On the last Friday of every month, dozens of people visit the heart of Surrey’s Whalley neighbourhood for a perogy supper.

The food is prepared by members of the Ukrainian Orthodox Church of St. Mary, which is one of the oldest and most spectacular buildings in the neighbourhood.

Bessie Bonar, 95, is a fixture at the event and she also attends church every Sunday.

“It’s part of my heart,” Bonar said.

“I’ve been going for 70 years, so I know all the beginnings and how hard we worked.”

Surrey’s Ukrainian population feels a close connection to the church, which has stood at the corner of 135A Street and 108 Avenue since 1955, but Bonar’s attachment to it is stronger than most.

Bonar, after all, was the one who designed it and her father was in charge of construction.

The church was designed in 1950 and construction was completed in 1955. (Jesse Johnston/CBC)

Untrained eye

In 1950, Whalley’s Ukrainian community rallied together to raise enough money to buy some land and build a church on it.

Bonar left school in Grade 8 and had no formal architectural training, but she had an eye for detail.

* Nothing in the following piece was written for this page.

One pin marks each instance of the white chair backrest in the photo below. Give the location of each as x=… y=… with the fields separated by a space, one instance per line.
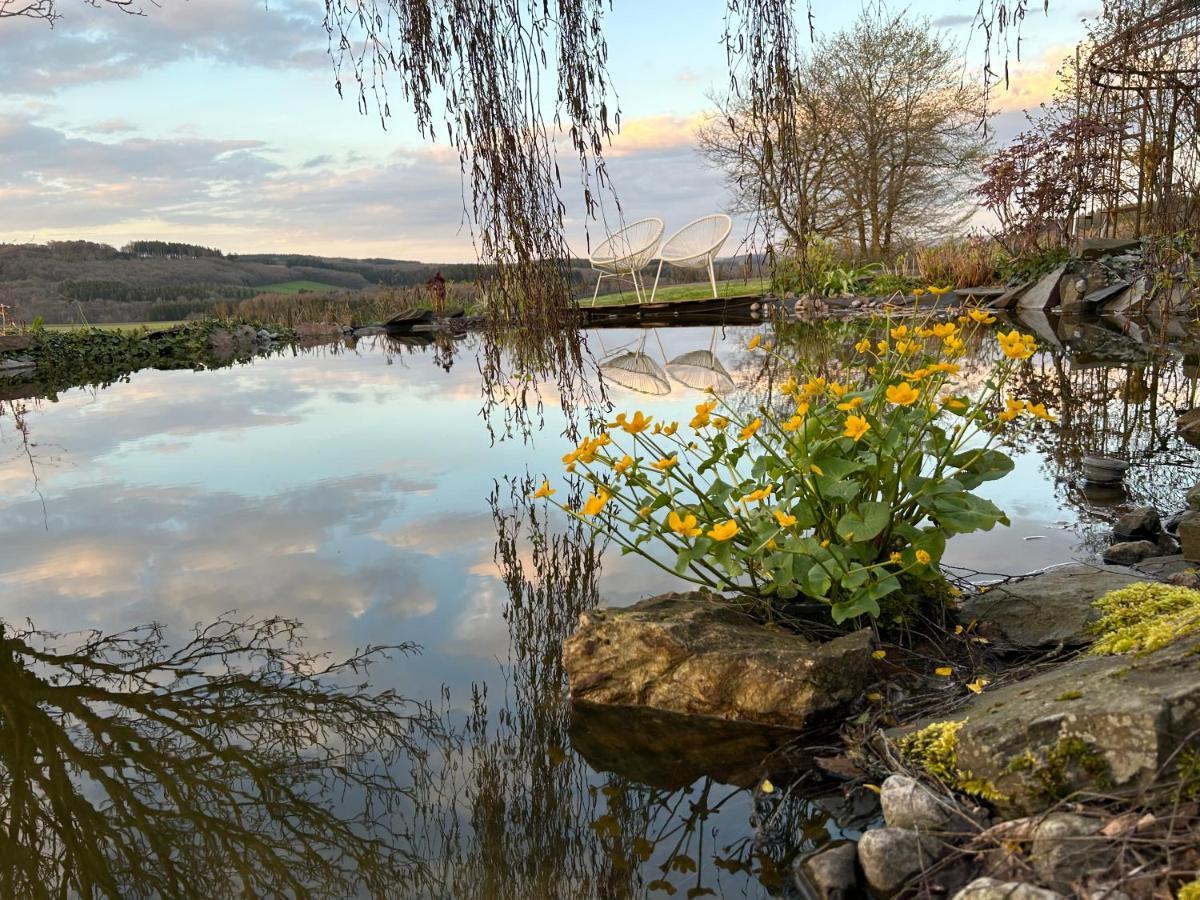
x=699 y=240
x=636 y=240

She found a picture of a church and used it as a guide to design the building that would become a Surrey landmark.

“They wanted to build a church and they asked for a blueprint, so I drew it on a piece of paper,” she said.

“I said, we had no blueprints, we just built it.”

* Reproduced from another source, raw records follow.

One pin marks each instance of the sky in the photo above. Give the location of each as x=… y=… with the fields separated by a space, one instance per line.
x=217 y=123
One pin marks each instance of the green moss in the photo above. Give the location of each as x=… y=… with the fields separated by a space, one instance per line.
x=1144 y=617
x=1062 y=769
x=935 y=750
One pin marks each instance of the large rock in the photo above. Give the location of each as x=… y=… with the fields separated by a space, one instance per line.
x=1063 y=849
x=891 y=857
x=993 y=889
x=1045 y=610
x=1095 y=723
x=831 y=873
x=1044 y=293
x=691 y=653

Bonar and her husband lived in three different houses in Surrey after the church was built.

She designed all three of them.

“If I had been born later, I would have gone maybe to school for architecture but I was born too early,” she said.

“There was no chance for college then.”

Becky Takyi prepares a plate for a customer at Taste of Africa restaurant in Surrey (Martin Diotte/CBC)

Taste of Africa

As Bonar and her friends roll perogy dough at the church, another delicacy is prepared just down the street.

Becky Takyi is dishing up a generous helping of her specialty — honey jerk chicken with jollof rice and plantains — as her husband Isaac takes a phone order behind the counter.

The couple, originally from Ghana, opened the restaurant more than a decade ago.

“Working together makes the marriage work better because we fight and, at the same time, we get along,” Becky laughed.

“At the end of the day, who are you going to fight with? You’re going home together, so you have to be happy together, right?”

Isaac Kofi Takyi takes an order at his restaurant in the heart of Whalley (Martin Diotte/CBC)

Diverse clientele

The Takyis chose their location because they wanted their restaurant to be accessible to traffic coming into Surrey from the Pattullo or Port Mann Bridge.

Accessibility drew them to the neighbourhood but it’s Whalley’s diversity that keeps them there.

“It’s concentrated with different types of ethnic people and it makes it more broad based for us,” Isaac said.

“People from all different cultures come here now.”

The church is located at the corner of 135A Street and 108 Avenue in Surrey (Jesse Johnston/CBC)

‘The Strip’

St. Mary’s Church is on the corner of 135A Street and 108 Avenue, which is part of the city’s so-called strip, and Taste of Africa is just around the corner.

Until last year, about 170 people lived on the street in tents and hundreds more would often hang out in the area during the day.

The tents are now gone and the majority of the people who lived in them have either moved into modular housing or nearby shelters.

Isaac Takyi says customers used to tell him they were scared to come to the restaurant but he hasn’t heard any concerns lately.

“Five years ago, people were scared,” he said.

“Of late, they realize that there’s nothing to be scared of. The last four years, it’s been very good.”